I actually built a Chrome extension that runs Claude computer use if you’d like to try it out! [0] It’s currently awaiting approval in the Chrome Web Store.

After having spent the last several years building a popular Chrome extension for browser automation [1], I was excited to see if LLMs could actually build automations end-to-end based on a high-level description. Unfortunately, they still get confused quite easily so the holy grail has yet to come. Still fun to play around with though!

[0] https://autobrowser.ai/

[1] https://news.ycombinator.com/item?id=29254147

gregpr07 · 2024-11-05T18:13:57 1730830437

Thanks! Have you tried captcha solving with [1]? It's very tricky sometimes, especially with non standard "verify human" - maybe you could solve it by writing Selenium/Javascript code directly and then execute it.

Oras · 2024-11-05T18:39:13 1730831953

I haven’t but watched a video doing it with this framework.

With captcha, worst case scenario is using a service to do it as part of the agent flow. See 2captcha service

gregpr07 · 2024-11-05T19:19:33 1730834373

Will def try it.

aethelingas · 2024-11-05T18:18:41 1730830721

what are the challenges with the Chrome extension path?
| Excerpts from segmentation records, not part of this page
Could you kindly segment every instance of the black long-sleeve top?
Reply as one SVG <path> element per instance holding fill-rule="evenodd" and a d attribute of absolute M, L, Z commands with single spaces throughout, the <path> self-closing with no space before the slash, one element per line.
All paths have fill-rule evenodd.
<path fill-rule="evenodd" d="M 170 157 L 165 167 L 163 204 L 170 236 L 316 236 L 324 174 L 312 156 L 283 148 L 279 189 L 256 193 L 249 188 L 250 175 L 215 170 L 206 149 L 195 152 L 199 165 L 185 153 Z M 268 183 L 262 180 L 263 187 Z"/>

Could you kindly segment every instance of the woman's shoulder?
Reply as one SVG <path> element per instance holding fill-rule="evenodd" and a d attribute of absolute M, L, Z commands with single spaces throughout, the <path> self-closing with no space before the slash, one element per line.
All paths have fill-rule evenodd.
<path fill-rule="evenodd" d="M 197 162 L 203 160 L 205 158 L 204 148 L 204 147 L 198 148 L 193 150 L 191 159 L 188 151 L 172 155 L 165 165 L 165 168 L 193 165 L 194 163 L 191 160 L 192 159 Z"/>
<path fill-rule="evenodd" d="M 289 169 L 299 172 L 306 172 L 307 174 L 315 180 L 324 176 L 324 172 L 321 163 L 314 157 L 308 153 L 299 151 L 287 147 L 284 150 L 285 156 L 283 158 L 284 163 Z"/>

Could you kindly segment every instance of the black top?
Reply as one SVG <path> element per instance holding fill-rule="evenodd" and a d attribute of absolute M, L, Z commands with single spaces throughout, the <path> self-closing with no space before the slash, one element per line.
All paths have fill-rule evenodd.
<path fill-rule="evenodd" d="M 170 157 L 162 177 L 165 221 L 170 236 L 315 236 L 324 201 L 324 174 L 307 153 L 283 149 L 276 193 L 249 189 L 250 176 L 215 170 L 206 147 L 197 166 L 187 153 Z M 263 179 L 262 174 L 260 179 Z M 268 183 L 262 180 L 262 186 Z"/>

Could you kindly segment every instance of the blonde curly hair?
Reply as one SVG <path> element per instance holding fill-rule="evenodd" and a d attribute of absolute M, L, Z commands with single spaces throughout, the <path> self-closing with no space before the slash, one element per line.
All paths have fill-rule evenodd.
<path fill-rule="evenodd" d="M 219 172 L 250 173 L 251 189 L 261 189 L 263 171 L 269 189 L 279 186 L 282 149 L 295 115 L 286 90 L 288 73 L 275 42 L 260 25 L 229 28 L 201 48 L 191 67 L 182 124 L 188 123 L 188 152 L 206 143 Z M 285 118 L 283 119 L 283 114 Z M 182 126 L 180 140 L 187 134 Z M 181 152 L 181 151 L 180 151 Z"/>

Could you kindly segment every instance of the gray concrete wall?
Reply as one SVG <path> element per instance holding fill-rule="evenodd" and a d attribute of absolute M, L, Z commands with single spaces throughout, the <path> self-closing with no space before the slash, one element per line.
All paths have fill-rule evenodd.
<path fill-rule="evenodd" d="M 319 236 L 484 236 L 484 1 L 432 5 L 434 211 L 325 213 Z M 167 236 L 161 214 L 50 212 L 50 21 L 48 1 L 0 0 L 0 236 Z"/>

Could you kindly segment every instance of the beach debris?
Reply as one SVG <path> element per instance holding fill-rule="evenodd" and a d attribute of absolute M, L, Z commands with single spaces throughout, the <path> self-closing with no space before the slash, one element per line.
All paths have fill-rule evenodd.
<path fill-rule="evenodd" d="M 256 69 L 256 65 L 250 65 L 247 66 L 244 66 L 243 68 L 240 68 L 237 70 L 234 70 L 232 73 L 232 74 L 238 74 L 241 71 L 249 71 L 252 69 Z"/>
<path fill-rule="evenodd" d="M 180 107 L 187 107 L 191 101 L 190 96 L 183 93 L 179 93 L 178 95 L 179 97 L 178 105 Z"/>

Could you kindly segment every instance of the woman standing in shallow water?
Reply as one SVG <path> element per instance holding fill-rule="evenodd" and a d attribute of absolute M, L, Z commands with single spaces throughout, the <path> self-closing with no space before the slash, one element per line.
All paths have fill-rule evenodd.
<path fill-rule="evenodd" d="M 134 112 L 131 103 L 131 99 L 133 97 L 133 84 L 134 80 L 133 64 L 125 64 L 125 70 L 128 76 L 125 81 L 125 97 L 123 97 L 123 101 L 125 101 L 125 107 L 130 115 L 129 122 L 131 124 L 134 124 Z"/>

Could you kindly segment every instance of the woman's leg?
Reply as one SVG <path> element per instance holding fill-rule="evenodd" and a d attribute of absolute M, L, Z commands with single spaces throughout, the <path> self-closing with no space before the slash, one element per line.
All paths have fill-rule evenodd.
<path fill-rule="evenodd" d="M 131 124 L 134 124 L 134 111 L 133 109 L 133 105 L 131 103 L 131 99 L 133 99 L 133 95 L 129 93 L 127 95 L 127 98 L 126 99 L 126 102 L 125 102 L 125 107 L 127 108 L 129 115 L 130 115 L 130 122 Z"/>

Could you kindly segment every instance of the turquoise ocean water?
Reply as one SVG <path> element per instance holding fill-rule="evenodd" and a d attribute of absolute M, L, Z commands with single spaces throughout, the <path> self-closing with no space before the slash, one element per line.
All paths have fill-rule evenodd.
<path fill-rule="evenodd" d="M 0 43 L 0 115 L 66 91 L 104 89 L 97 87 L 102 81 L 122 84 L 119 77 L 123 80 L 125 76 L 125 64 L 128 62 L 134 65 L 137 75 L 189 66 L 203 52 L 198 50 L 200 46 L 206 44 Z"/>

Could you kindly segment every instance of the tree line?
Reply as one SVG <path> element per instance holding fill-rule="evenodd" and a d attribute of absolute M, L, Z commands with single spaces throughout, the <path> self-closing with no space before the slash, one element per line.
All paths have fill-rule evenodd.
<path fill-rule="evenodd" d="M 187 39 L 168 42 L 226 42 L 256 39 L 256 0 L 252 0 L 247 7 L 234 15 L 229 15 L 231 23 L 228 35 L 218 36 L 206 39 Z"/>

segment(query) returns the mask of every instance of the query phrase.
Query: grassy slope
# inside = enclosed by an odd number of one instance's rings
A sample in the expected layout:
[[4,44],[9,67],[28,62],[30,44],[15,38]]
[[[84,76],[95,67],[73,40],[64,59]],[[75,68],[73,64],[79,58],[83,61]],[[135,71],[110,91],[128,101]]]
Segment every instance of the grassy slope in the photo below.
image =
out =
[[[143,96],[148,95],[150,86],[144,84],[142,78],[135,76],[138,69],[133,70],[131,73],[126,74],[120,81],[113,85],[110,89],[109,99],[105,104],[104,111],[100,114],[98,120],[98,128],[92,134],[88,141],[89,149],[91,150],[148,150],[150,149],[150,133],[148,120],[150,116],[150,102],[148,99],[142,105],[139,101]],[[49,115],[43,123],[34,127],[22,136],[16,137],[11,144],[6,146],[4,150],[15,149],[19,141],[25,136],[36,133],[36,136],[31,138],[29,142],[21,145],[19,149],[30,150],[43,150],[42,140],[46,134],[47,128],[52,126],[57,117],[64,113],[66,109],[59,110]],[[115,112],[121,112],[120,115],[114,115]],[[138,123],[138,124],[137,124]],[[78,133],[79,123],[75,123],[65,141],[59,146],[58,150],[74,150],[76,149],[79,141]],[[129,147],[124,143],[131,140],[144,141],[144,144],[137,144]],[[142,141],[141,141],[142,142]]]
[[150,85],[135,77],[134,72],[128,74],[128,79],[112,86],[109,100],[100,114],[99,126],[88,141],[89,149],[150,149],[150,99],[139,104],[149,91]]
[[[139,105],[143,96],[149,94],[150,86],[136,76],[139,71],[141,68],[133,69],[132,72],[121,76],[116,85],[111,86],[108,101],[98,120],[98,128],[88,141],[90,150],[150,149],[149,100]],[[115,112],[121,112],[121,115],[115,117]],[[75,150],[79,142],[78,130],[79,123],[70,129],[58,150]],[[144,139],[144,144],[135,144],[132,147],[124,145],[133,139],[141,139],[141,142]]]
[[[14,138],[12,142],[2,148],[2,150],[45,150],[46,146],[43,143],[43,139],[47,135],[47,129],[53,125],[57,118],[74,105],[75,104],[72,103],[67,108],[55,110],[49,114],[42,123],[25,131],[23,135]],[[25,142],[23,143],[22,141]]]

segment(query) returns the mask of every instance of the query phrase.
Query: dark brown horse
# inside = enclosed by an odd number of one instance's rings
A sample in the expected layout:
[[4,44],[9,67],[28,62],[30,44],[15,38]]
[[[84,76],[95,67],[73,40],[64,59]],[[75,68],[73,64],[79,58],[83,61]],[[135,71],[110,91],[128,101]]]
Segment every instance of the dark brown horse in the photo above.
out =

Oras · 2024-11-05T18:42:28 1730832148

You need to call an API to screenshot the page, then figure out the JavaScript code to execute it. It’s not as easy as it might sound.

Playwright and selenium automate the browser itself, but with the chrome extension you need to use the context of the current browser.

I’m not an expert in browser automation so found it challenging moving from playwright to make it completely browser based.

gregpr07 · 2024-11-05T19:21:30 1730834490

I don’t know a lot about this but do you have full power of Selenium or not? That would be also very interesting aproach especially when “local” browser models get very good

Oras · 2024-11-05T19:36:03 1730835363

From 3 days playing around it, I couldn’t find a way to use selenium or playwright in the browser.

What I did though is having a loop to send instructions from playwright.

For instance, I will open the browser, and then enter a loop to await for instructions (can be from event such as redis) to execute again in the same browser. But still, it’s based on the session instantiated by playwright.